The Old Testament prophet Jeremiah sent a letter to the priests, the prophets, and the people Nebuchadnezzar had taken into exile in Babylon. In that letter he stated the kind of prayer that God acknowledges. “Then you will call upon Me and come and pray to Me, and I will listen to you. And you will seek Me and find Me, when you search for Me with all your heart. And I will be found by you” (Jeremiah 29:12–14).
When a person searches for God with his whole heart, only then is God found. The heart of man is the central core of a person—the inner man. The Greek word for heart is kardia, which means, “the chief organ of physical life.” W. E. Vine says that the heart “occupies the most important place in the human system. By an easy transition, the word came to stand for man’s entire mental and moral activity, both the rational and the emotional elements. In other words, the heart is used figuratively for the hidden springs of the personal life. . . . The heart, in its moral significance in the Old Testament, includes the emotions, the reason, and the will.”

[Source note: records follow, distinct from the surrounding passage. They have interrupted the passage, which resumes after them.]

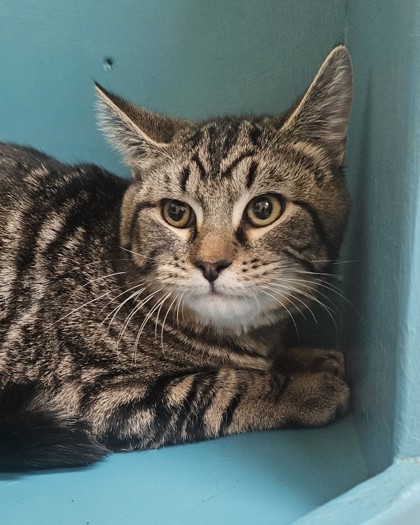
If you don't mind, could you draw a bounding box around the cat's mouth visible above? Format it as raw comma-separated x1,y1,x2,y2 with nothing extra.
181,283,281,333
195,282,246,300
183,293,275,334
208,285,229,297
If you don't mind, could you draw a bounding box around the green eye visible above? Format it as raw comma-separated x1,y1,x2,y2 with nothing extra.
246,194,284,227
162,200,194,228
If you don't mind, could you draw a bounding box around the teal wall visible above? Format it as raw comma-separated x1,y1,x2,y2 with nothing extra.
344,0,420,473
0,0,345,177
392,2,420,460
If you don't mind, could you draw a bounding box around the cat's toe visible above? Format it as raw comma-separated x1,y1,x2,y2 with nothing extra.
311,349,346,379
280,347,346,379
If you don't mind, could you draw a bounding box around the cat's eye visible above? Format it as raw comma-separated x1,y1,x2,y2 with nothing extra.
246,194,284,227
162,199,194,228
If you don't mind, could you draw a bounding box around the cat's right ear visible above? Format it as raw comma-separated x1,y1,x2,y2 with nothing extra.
279,46,353,165
95,83,190,173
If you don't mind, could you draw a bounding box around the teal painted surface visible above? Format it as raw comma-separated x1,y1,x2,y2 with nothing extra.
343,0,420,474
294,460,420,525
397,189,420,456
0,418,366,525
391,0,420,459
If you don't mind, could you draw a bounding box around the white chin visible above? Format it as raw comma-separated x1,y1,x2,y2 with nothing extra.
186,294,267,331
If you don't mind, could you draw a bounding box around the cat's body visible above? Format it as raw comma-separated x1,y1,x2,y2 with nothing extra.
0,47,353,469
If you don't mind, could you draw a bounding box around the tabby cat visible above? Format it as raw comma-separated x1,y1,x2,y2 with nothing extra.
0,46,352,469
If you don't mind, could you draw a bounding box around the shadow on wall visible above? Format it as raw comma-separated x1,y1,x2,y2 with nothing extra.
342,72,396,475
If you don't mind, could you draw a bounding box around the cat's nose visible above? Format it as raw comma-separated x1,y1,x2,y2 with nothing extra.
195,259,231,283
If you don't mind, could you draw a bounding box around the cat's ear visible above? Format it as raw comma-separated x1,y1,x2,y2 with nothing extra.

–Adapted from The Prayer Factor by Sammy Tippit
Creator God, You knitted me together perfectly with a heart that is designed to be formed by Your own heart. Teach me how to be continually open to Your perfect presence so that my mind, emotions and desires are focused upon seeking a life devoted to Jesus.
Praise God for individuals whom he has called to be your spiritual guides. Thank God for establishing order and authority in his church. Confess any lack of appreciation for the responsibility God has given to your pastor, elders, and deacons. Commit yourself to regularly upholding your spiritual leaders in prayer. Ask God to grant you a willingness to follow their leadership.
Pray by name for your pastor(s), elders, and deacons. “They keep watch over you as men who must give account.” Ask that “their work will be a joy, not a burden” (Heb. 13:17).
—Prayer Points taken from Patterns for Prayer by Alvin VanderGriend.